10 Short and Respectful Sympathy and Condolence Messages

You Can Respect Faith and Values and Still Keep It Personal

a short sympathy card

 The Spruce

Social media, text messaging, and email have made it quicker to reach out to friends and loved ones, still the impact of a thoughtful, handwritten note far exceeds an emoji of a sad face and a few characters of text.

So when someone you know has lost a family member or close friend, a heartfelt sympathy note might be the tangible thing that person needs in that moment. Whether you send a card when the death happens or later, a sincere message demonstrates that you care and that you are thinking of the person who is still grieving.


What to Write in a Sympathy Card

Loss for Words

Even if you typically have the gift of gab, you may be at a loss for what to write in a message to survivors after someone they care about passes away. This is almost always difficult because you don't want to say the wrong thing, even though you want to offer condolences.

Most people have the same problem, but it's important to show that you care. Remember that a sympathy message can provide quite a bit of comfort to the survivors.

Keep It Short

It isn't necessary to write pages and pages when you are trying to convey your sympathy. Just remember that a short, well thought out message from the heart is better than a long one that rambles.

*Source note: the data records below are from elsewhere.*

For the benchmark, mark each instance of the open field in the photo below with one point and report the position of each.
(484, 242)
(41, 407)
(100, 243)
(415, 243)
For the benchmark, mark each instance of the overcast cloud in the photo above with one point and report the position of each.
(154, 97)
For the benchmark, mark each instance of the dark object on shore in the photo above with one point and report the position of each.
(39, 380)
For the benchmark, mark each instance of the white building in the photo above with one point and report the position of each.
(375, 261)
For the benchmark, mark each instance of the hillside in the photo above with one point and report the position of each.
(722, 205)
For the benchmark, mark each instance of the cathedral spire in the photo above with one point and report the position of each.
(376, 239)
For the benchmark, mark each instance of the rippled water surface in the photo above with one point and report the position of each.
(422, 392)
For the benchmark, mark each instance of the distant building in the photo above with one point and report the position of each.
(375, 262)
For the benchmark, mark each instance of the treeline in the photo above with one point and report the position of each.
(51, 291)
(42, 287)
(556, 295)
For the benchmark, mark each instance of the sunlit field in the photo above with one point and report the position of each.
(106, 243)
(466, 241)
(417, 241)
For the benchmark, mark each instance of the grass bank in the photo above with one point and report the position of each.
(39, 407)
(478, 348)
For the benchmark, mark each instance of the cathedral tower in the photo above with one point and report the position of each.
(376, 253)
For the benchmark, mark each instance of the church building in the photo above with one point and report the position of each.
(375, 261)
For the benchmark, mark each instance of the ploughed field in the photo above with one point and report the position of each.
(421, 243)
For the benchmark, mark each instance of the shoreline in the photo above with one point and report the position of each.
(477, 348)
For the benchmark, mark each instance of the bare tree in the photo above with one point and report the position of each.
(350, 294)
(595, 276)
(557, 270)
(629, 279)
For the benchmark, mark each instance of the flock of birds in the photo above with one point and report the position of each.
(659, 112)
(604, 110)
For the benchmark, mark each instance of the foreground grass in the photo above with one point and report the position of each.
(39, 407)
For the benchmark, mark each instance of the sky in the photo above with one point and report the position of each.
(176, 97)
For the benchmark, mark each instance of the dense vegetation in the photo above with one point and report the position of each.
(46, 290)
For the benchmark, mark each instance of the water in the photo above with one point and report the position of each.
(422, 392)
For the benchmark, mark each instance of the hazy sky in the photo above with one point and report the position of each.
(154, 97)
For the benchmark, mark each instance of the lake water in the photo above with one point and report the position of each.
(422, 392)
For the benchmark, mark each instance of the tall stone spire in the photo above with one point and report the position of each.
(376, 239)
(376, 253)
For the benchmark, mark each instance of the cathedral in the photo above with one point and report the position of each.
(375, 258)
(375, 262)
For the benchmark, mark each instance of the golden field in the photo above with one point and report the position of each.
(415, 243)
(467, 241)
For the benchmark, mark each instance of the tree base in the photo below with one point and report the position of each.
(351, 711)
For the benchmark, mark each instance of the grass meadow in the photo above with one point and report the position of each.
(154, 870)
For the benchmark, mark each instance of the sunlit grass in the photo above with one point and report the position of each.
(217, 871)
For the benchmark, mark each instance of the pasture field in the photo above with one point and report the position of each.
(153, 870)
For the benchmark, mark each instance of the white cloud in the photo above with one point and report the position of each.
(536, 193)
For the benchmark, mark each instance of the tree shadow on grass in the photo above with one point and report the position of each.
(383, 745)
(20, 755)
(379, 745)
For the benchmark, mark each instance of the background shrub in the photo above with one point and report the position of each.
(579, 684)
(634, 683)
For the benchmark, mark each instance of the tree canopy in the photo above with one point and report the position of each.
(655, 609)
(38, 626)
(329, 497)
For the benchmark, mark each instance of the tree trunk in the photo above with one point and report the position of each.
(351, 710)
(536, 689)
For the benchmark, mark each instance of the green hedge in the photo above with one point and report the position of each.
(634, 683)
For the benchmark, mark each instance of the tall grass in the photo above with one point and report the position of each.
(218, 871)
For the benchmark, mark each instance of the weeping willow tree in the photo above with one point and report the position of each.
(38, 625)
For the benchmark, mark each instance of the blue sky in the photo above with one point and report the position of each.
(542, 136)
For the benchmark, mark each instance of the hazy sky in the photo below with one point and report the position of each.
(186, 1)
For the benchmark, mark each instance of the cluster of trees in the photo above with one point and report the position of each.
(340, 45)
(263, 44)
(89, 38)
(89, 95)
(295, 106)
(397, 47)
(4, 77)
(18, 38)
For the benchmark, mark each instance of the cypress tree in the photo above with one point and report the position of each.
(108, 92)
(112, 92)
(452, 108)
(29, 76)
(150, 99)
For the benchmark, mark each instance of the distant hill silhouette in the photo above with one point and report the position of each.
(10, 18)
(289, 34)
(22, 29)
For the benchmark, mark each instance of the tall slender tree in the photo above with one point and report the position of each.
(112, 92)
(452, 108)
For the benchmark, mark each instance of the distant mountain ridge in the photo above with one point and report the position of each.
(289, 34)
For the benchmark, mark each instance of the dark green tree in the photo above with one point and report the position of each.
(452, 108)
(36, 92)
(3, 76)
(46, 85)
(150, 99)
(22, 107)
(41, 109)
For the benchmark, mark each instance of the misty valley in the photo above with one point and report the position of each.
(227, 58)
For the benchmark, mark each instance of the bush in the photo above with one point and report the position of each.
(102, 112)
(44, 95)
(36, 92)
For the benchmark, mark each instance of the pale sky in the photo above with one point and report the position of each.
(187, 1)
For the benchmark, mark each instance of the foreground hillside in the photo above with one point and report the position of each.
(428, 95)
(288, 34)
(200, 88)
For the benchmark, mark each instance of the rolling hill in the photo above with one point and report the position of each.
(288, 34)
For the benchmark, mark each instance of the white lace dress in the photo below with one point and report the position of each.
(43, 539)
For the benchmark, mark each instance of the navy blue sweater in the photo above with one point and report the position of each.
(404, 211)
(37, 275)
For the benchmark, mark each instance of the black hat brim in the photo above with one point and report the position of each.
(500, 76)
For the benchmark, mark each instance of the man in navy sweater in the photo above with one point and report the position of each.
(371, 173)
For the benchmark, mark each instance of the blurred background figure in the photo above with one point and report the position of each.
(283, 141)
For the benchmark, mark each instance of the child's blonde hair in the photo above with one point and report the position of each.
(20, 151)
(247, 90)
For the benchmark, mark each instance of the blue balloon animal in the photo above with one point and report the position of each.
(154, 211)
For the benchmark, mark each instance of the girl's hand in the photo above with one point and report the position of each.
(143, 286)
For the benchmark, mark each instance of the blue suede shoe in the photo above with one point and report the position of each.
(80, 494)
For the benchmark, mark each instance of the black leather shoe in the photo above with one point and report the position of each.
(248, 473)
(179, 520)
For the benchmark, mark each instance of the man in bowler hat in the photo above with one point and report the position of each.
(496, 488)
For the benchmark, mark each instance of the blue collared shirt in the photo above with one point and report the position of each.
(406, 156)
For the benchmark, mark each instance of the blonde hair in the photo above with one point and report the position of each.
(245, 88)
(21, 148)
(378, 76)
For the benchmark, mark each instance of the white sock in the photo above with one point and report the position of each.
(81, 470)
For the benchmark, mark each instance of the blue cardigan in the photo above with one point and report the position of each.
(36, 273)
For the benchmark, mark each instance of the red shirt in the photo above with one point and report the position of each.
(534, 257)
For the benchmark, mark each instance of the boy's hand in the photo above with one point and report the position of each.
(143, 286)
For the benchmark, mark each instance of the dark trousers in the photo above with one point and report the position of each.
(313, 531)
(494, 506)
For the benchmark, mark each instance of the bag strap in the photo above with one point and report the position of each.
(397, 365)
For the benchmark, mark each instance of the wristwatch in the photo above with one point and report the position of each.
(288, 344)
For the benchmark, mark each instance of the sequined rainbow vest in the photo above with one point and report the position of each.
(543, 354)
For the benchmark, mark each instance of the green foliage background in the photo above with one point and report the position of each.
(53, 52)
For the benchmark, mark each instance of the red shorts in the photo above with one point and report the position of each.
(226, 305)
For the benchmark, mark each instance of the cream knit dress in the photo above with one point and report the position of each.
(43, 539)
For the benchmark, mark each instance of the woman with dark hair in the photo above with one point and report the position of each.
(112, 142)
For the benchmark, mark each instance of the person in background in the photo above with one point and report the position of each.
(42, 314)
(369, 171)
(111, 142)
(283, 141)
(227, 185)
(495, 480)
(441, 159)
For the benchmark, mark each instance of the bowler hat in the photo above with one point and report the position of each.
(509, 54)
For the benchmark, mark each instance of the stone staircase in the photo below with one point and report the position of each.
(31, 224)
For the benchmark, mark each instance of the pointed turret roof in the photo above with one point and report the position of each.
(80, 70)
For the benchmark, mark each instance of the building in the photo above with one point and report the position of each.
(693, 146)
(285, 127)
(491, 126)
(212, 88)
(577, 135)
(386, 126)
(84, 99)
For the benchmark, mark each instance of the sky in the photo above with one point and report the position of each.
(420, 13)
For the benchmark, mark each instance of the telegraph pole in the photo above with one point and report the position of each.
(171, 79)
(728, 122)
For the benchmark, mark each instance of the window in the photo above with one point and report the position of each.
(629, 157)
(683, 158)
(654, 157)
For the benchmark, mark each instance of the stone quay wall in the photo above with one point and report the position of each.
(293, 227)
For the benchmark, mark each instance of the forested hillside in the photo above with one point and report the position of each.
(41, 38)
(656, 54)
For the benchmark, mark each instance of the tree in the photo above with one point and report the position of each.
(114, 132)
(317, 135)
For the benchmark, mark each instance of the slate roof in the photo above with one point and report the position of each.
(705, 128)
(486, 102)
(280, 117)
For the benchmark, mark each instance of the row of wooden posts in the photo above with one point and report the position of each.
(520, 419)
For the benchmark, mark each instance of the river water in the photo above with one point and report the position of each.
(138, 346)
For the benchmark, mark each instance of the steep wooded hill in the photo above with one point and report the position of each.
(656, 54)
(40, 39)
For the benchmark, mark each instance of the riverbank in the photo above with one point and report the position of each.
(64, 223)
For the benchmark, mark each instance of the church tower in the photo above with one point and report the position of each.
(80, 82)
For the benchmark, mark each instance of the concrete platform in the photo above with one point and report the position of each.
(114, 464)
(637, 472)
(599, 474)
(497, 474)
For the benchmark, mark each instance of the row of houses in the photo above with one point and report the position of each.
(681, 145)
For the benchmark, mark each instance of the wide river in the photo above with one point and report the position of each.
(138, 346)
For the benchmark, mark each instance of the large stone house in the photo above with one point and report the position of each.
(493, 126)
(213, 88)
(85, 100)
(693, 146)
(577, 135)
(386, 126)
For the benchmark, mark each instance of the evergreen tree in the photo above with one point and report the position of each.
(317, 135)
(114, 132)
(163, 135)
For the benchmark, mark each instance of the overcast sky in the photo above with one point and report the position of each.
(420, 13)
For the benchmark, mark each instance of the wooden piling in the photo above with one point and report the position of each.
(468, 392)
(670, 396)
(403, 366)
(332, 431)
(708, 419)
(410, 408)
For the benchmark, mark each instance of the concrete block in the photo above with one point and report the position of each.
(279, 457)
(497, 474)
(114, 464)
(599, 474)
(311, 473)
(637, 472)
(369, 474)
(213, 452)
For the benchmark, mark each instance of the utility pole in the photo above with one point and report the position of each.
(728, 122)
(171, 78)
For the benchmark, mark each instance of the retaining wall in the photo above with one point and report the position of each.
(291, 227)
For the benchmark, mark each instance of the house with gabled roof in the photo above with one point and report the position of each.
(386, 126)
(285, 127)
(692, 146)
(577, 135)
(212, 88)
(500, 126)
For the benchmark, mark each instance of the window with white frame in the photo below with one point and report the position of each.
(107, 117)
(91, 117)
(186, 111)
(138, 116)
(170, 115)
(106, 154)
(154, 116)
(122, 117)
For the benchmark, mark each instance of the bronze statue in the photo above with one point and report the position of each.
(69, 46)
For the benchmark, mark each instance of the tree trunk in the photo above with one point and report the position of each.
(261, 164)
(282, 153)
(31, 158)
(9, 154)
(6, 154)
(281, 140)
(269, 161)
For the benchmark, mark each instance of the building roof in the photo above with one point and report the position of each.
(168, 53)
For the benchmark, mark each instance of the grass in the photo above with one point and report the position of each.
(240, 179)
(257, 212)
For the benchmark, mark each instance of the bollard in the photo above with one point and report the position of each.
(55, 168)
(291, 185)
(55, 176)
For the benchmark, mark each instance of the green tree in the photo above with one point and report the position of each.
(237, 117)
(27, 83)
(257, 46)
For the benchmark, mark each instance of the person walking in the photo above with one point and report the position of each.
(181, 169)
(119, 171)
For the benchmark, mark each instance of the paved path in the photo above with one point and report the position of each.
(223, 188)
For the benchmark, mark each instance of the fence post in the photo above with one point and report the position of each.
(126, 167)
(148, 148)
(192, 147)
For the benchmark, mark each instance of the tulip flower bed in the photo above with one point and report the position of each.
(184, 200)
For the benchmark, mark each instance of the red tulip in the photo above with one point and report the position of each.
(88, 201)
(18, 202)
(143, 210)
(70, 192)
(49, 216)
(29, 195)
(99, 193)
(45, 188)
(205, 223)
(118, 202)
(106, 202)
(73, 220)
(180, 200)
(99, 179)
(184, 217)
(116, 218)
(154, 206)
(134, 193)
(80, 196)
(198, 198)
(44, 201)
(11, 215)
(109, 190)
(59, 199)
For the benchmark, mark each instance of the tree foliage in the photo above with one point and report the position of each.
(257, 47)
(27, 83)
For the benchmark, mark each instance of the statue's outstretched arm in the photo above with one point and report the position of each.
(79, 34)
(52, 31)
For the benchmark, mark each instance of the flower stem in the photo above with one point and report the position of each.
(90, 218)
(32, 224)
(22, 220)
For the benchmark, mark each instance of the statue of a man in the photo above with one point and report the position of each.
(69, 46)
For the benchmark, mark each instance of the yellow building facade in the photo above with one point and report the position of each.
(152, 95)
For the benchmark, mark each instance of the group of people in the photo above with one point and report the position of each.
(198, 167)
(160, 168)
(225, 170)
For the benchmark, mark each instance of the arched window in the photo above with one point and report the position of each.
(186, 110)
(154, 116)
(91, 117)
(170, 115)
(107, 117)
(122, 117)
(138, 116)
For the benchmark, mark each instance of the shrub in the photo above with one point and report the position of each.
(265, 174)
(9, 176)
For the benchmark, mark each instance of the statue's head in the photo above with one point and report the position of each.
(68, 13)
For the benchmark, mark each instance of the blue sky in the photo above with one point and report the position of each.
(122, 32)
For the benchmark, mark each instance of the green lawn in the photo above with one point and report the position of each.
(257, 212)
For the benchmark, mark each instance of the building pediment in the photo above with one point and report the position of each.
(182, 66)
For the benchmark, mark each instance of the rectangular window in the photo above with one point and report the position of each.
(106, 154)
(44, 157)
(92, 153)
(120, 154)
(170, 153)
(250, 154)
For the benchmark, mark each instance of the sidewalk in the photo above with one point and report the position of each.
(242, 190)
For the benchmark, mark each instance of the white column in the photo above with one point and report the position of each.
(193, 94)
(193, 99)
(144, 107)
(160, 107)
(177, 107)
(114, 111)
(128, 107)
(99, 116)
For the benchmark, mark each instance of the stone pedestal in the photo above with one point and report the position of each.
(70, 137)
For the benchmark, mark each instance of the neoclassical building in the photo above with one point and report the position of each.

The survivors are grieving, and they probably don't have the time or desire to read everything you're thinking. There is no need to go on about how much you'll miss the deceased. Make your message succinct but heartfelt.

Respect Faith and Values

When you write a sympathy message, make sure you don't step on anyone's toes. A Christian or Jewish family will appreciate knowing that you're praying for them. If you don't already know about the family's faith or values, keep the message strictly focused on missing the deceased and offer some kind words of sympathy.

Make It Personal

You should always mention the name of the person or the family in the opening. For example, you can write "Dear Chambers Family" or "Dearest Susan." If you know the name of the deceased, it's good to mention that as well. If not, you can say, "your mother," "your father," "your brother," "your sister," or whatever the relationship was.

sympathy message etiquette illustration
Illustration: The Spruce / Ellen Lindner

10 Recommended Comments for a Sympathy Message

Here are some brief but heartfelt comments that you can add to a preprinted card's message or write on blank stationery.

  1. I just heard of your uncle's passing, and I am deeply saddened by your loss. Please know that I am here for you if you'd like to talk.
  2. Losing a loved one is difficult. I'll keep you in my thoughts and prayers.
  3. I'm thinking of you during this time of sorrow. Don't hesitate to call if you need me.
  4. My heart aches for you and your family. I'll never forget your father's generosity and graciousness. He was always so kind to me.
  5. Our family is deeply saddened by the loss of your grandfather. He was such a wise man who never seemed to mind sharing his knowledge with anyone who asked for advice.
  6. My thoughts are with you during this difficult time of loss. Please let me know if there is anything I can do. If you need help with housework, let me know, and I'll come right over.
  7. Your husband was such a valuable asset to our company, and we all feel the loss very deeply. Please accept our condolences and know that our thoughts and prayers are with you during this difficult time.
  8. I'm heartbroken about your loss. If there is anything I can do, please let me know. In the meantime, I'd like to deliver a meal so you won't have to worry about cooking. I'll be calling soon.
  9. I'm sorry you're going through this difficult time, and I'm praying for peace for you and your family.
  10. I'll always have fond memories of your mother. Her quick smile and positive attitude always cheered me up. Everyone who knew her will miss her.

Accompany the Message With a Gift

If you are sending a sympathy gift, you may mention that. You can add something like, "Here is a gift basket filled with some of your favorite teas. I hope this provides some comfort during this difficult time."

You may also choose to attach the note to some flowers or a live plant. There is no need to get too creative or cute with what you send. Sympathy gifts are simply a way of expressing your condolences in a more concrete manner.

What You Don't Need to Say

Sometimes people feel the urge to say much more than they need to, and that often leads to saying the wrong thing. Here are some things you don't need to mention.

  • Anything negative about the deceased
  • Justifying the person's death
  • That the survivors will be better off without the deceased
  • A rehashing of the gory details of the deceased person's final days
  • Encouragement to "cheer up"
  • Anything about the person's will or estate

Add an Appropriate Closing

After you jot down your brief message, add a closing that further expresses your sympathy, without being redundant. Here are some examples.

  • Office friends and coworkers: Our deepest sympathy, John, Susan, Amelia, and Edward 
  • Family friends: With sincere condolences, the Andersons 
  • Close family friends: From your loving friends, the Smith family
  • Close personal friend: With much love and many heartfelt prayers, Jenna

Importance of Showing Sympathy

Losing a loved one taxes the emotions of most people. A sympathy note shows that you're thinking of them, and it may provide some comfort when they need it most. They can also look back at it when they need to be reminded that they're not alone.